Equityworld Futures Medan : Pasar saham Indonesia masih belum bisa lepas dari tekanan jual, meskipun saham di Amerika Serikat (AS) mampu menguat. Pagi ini, Indeks Harga Saham Gabungan (IHSG) dibuka turun 19 poin atau 0,37 persen ke 5.223.

IHSG dibuka dengan 74 saham menguat, 42 saham melemah dan 62 saham stagnan. Membuka perdagangan, telah terjadi transaksi sebesar Rp287 miliar dari 147 juta lembar saham diperdagangkan.

Senior analis LBP Enterprise, Lucky Bayu Purnomo, mengatakan bahwa pasar masih cenderung menguat terbatas, karena saham di AS menguat dan saham di diskon sudah cukup besar.

“Jadi pasar akan melihat penurunan ini sudah terlalu dalam. Karenanya, IHSG akan menguat terbatas, dengan harapan FOMC memberikan dampak positif,” kata dia dalam acara Power Breakfast di MNC Channel, Selasa (28/5/2015).

Indeks LQ45 turun 5,3 poin atau 0,58 persen menjadi 903, Jakarta Islamic Index (JII) melemah 4,2 poin atau 0,6 persen menjadi 696, indeks IDX30 turun 2,9 poin atau 0,63 persen menjadi 466, dan indeks MNC36 turun 1,3 poin atau 0,4 persen menjadi 284.

Sektor-sektor penggerak IHSG mayoritas menurun.

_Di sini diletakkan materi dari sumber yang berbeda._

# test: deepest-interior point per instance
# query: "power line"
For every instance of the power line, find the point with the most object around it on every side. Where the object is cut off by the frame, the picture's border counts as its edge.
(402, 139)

Sementara sektor, perkebunan, industri dasar, aneka industri dan properti menguat.

Di Asia, indeks Nikkei 225 naik 75 poin ke 20.058, indeks Hang Seng turun 147 poin ke 28.295, dan indeks Straits Times turun 0,32 persen ke 3.483.

Adapun saham-saham yang masuk dalam jajaran top gainers, antara lain saham PT Mitra Adi Perkasa Tbk (MAPI) naik Rp100 menjadi Rp5.500, PT Gudang Garam Tbk (GGRM) naik Rp175 ke Rp53.400 dan saham PT Tower Bersama Infrastructure Tbk (TBIG) naik Rp175 ke Rp8.600.

Sedangkan saham-saham yang bergerak dalam jajaran top losers, antara lain saham PT United Tractor Tbk (UNTR) turun Rp625 menjadi Rp21.875, PT Unilever Indonesia Tbk (UNVR) turun Rp425 menjadi Rp44.075 dan saham PT Jasa Marga Tbk (JSMR) turun Rp250 menjadi Rp6.425.